Lügen und Verharmlosen IV – Mandy Struck

Heute wurde zunächst der Waffensachverständige Nennstiel vom Bundeskriminalamt erneut gehört. Nennstiel hatte schon die in der Frühlingsstraße gefundenen Pistolen Ceska und Bruni als die Mordwaffen der NSU-Mordserie identifiziert. Heute berichtete er von seiner Arbeit zu den beiden Waffen, die für den Mord an Michèle Kiesewetter und den Mordversuch an Michael Arnold in Heilbronn verwendet wurden. Auch hier identifizierte der Sachverständige zwei Waffen, die in der Frühlingsstraße gefunden wurden, als die Tatwaffen.

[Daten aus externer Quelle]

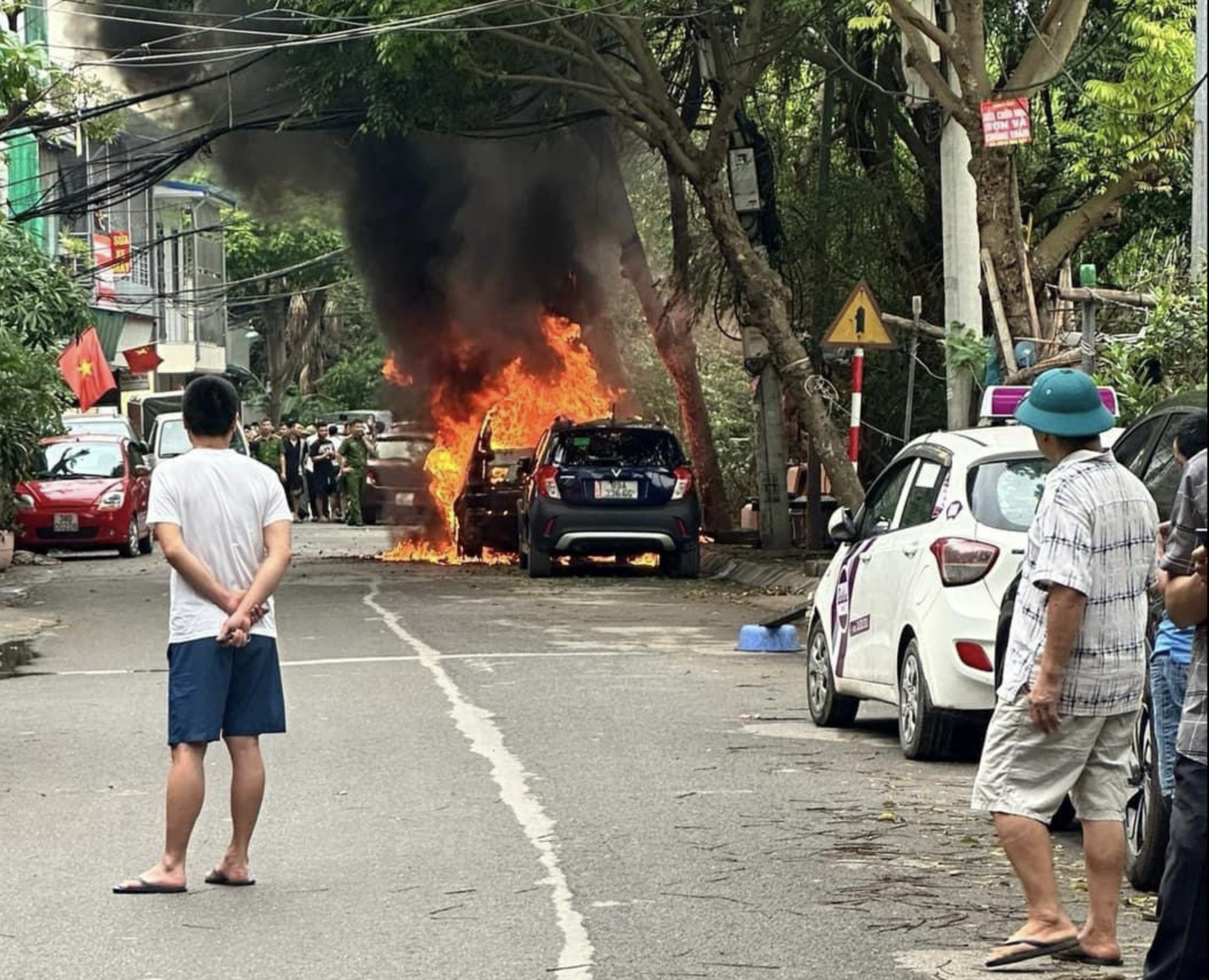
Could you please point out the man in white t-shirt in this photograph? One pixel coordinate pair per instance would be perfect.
(224, 525)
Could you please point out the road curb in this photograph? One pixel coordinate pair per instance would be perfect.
(782, 578)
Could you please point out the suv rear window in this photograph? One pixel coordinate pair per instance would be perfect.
(1005, 495)
(617, 448)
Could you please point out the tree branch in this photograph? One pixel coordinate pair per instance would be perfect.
(1047, 55)
(905, 13)
(920, 59)
(1076, 225)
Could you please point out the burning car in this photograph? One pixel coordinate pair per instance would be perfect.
(396, 484)
(487, 504)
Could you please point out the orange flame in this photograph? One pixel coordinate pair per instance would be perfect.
(396, 375)
(523, 404)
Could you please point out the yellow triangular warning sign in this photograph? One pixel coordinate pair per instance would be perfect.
(858, 324)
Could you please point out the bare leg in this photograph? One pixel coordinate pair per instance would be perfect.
(186, 793)
(1027, 844)
(247, 794)
(1104, 851)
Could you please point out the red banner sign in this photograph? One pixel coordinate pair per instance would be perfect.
(103, 259)
(121, 242)
(1006, 122)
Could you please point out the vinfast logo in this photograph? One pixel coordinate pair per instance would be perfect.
(842, 603)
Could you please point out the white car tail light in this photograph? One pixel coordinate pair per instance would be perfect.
(961, 561)
(683, 483)
(548, 483)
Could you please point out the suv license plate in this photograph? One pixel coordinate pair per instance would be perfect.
(617, 490)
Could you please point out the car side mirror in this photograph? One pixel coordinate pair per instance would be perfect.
(842, 526)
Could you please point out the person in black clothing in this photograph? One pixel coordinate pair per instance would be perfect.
(294, 450)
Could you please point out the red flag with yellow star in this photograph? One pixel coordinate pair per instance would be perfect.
(142, 359)
(85, 369)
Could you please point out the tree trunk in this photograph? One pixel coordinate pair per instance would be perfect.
(768, 301)
(671, 325)
(1000, 231)
(276, 314)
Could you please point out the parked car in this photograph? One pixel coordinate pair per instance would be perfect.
(396, 483)
(610, 487)
(1146, 449)
(487, 504)
(170, 439)
(90, 493)
(102, 424)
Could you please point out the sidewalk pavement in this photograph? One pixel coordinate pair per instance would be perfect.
(788, 573)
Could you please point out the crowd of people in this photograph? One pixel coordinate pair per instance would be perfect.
(1074, 679)
(322, 467)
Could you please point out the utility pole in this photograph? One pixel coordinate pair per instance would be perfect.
(959, 220)
(1200, 133)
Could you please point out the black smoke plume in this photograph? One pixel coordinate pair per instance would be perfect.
(463, 243)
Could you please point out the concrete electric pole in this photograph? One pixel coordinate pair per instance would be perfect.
(1200, 133)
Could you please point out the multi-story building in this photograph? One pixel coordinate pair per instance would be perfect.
(154, 257)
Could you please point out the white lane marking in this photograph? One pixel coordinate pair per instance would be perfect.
(340, 660)
(486, 740)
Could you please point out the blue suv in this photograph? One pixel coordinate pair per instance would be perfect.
(610, 488)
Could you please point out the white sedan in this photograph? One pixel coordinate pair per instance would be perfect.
(908, 608)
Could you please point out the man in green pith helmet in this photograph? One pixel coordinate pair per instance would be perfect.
(269, 450)
(355, 461)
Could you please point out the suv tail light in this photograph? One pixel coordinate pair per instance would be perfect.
(548, 483)
(963, 562)
(973, 655)
(683, 483)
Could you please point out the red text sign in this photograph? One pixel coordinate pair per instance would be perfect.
(1006, 122)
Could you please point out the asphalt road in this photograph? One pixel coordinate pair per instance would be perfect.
(486, 779)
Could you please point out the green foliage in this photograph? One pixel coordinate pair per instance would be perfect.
(356, 381)
(40, 302)
(1175, 337)
(967, 349)
(32, 399)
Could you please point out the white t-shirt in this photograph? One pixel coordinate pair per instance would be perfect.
(221, 502)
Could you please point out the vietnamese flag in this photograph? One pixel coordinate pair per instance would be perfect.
(85, 369)
(142, 359)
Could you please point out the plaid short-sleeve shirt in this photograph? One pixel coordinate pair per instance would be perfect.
(1093, 532)
(1188, 516)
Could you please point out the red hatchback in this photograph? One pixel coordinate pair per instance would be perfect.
(90, 493)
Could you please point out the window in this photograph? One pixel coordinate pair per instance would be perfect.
(1163, 474)
(618, 448)
(925, 487)
(1131, 449)
(882, 504)
(1005, 495)
(78, 461)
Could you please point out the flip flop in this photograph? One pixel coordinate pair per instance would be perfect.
(1036, 949)
(143, 887)
(1080, 956)
(218, 878)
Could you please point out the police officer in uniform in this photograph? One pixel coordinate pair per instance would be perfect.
(355, 460)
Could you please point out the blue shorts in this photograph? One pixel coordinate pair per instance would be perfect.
(216, 690)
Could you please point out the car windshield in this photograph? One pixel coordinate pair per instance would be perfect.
(404, 450)
(173, 439)
(618, 448)
(97, 425)
(1005, 495)
(80, 461)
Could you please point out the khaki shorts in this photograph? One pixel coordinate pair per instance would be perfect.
(1027, 774)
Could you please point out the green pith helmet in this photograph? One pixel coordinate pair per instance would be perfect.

Nennstiel wurde auch gebeten, noch einmal zur Identifikation der in der Frühlingsstraße gefundenen Pistolen Ceska und Bruni als die Tatwaffen der NSU-Mordserie zu berichten – vor einigen Wochen hatte ja der Sachverständige Pfoser in seinem mündlichen Vortrag für einige Verwirrung gesorgt, der angesichts des klaren schriftlichen Gutachtens vermeidbar erschien (s. den Bericht vom 04.02.2014). Nennstiel stellte noch einmal sehr anschaulich die Übereinstimmung in den Schussspuren dar, anhand derer er die beiden Waffen eindeutig als Tatwaffen identifizierte, und sorgte so für Klarheit in dieser Frage.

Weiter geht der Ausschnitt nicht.